CJ Express Pumps Up the Big Screen


The average consumer spends 100 seconds refueling a vehicle. During that time, he or she usually contemplates passing traffic or stares into space. This puts refueling on the same mind-numbing scale as watching paint dry.

Among the few people in America who can escape such brain drain are the 3,500 residents of Marysville, Kan. Since November, CJ Express has engaged patrons’ minds -- and wallets -- with pump-mounted video displays. Via a 10.4-inch screen, the Applause Media System shows movie ads, c-store deals and dispenses free cinema tickets. Since the single-store operator is near a highway outside of town, promotions also appeal to residents of adjacent rural communities.

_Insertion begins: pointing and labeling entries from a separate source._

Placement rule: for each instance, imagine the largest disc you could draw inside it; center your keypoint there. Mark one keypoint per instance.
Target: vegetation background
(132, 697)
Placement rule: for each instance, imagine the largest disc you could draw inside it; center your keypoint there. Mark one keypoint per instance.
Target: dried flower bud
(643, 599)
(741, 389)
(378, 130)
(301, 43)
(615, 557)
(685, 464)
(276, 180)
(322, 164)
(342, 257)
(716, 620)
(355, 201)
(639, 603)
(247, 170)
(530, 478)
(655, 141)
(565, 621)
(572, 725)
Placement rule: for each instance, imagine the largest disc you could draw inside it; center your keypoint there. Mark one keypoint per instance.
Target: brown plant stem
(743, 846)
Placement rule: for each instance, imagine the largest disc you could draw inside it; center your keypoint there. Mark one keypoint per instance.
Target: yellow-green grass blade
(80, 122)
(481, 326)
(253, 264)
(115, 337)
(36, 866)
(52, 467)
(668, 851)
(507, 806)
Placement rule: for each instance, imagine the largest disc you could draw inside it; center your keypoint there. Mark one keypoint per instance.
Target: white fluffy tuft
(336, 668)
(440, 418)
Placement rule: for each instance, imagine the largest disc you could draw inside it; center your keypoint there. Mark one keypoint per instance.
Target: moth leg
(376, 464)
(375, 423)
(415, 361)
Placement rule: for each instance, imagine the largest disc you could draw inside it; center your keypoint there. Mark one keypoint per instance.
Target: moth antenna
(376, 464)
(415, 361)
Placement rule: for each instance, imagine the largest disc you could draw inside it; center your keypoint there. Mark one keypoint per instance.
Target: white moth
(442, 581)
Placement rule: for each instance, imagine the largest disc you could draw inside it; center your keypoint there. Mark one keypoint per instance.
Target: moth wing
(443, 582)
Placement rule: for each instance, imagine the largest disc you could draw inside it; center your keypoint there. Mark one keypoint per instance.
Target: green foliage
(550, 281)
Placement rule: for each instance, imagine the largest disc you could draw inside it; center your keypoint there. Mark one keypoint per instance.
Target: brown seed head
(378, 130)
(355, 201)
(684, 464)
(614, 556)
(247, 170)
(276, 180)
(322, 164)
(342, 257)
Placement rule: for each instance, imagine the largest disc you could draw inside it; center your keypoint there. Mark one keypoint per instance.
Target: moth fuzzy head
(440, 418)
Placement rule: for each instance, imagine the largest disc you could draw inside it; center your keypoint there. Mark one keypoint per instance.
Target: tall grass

“People hear about the movie coupons and it draws them,” said Operations Manager Chad Kramer, who launched CJ’s self-serve gas business 10 years ago and the accompanying store five years ago. “Then they see the stuff on the screen about the store. This can drive them from a low-margin product like fuel to a higher-margin category like deli or other items. I have 300 to 400 customers a day who see these ads.”
Two other c-stores operate in CJ’s market.  But the Applause Media system has differentiated CJ and made it more of a destination, said Kramer. “When you’re in a small town, you get a lot of word-of-mouth advertising. It helps retain existing customers and encourages new customers to return,” he said.
Supplied by Greensboro, N.C.-based Gilbarco Veeder-Root, the Applause pumps replaced Gilbarco’s Advantage pumps. CJ operates four gas dispensers with eight pumps, and two diesel dispensers with four pumps. The store is 3,200 square feet, and the business is owned by Kramer Oil Co.
Vince Holbrook, project manager, marketing communications for Gilbarco, said CJ is the only gas client that has developed such a “unique, creative application” for Applause. The idea, said Kramer, came about when he and Alex Schultz, a friend and owner of the local Astro 3 movie theatre, were discussing ways to promote business.
Schultz purchased the circa 1912 downtown theatre a few years ago. He wanted to highlight the historic restoration and attract patrons from Marysville and surrounding towns. “There’s been lots of excitement,” said Kramer. “It’s not just about seeing a movie — it’s about seeing something new. There have been stories in the local paper and it’s something people are talking about.”
Kramer and Schultz entered a “mutually beneficial barter agreement.” The first 25 to 30 seconds of the 100-second pump presentation is devoted to Shultz’ business. There is a screenshot of each of the three movies playing. When customers finish refueling, they can push a button and receive a two-for-one movie ticket coupon which is valid for Monday nights, a historically slow time. Most people requesting coupons are couples in their 30s or 40s.
Remaining time is devoted to promotions from CJ and its suppliers. CJ’s self-serve soft ice cream is often highlighted, along with deli sandwiches and Paradise frozen drinks.  Drinks and ice cream are not widely offered elsewhere. “The store ads make the customer think about more than beer and cigarettes,” noted Kramer. New items, such as iced coffee, are also featured, as are price promotions on beer, Gatorade, energy drinks, snacks and other merchandise.  “If there’s a store coupon involved, they usually buy something in addition to redeeming the coupon. If it’s a coffee special, they’ll buy a doughnut or fresh pastry.”
Applause has extensive audio/visual capabilities as well. Kramer can create material or use outside clips. Gilbarco, he adds, supplies stock art for “almost every c-store type item.” It also provides 150 videos of current ads from companies including Planters and Anheuser-Busch.  Anheuser-Busch’s popular squirrel TV ad has been featured. All changes can be made online.
Kramer updates movie and store promotions monthly, and rotates them by time of day. Afternoons may focus on beer or Gatorade, while snacks work well late at night. “It’s important to keep it fresh,” he added. Fuel pumps are open 24 hours, and the store operates from 5 a.m. to 11 p.m. 
Kramer says it is difficult to calculate the exact return-on-investment on Applause: his store is only five years old, the technology has been in place less than a year and there have been dramatic fluctuations in gas prices and the economy. Generally, though, the impact has been positive. 
Fuel sales increased 10.8 percent in June 2010 compared to June 2009, and store sales grew 9 percent. Heavily promoted categories including bottled water, Gatorade and energy drinks have each seen 25-percent increases. Deli, including ice cream, grew 13 percent, while beer gained 9 percent. 
Out of 646 store coupons printed during June 2010, 154 were redeemed. In overall sales, CJ now accounts for half of total revenues generated by Kramer Oil. Created in the 1940s, Kramer Oil supplies bulk fuel to farmers.
Promotions have taught Kramer how to be a better merchant. “It has made me pay attention to what customers like and whether a promotion is working. It has taught me to stay away from generic things people know you have. It’s more important, for example, to tell them that you carry four types of juice since they may not think of you for something like V8,” he said. “The idea is to grab people’s attention.”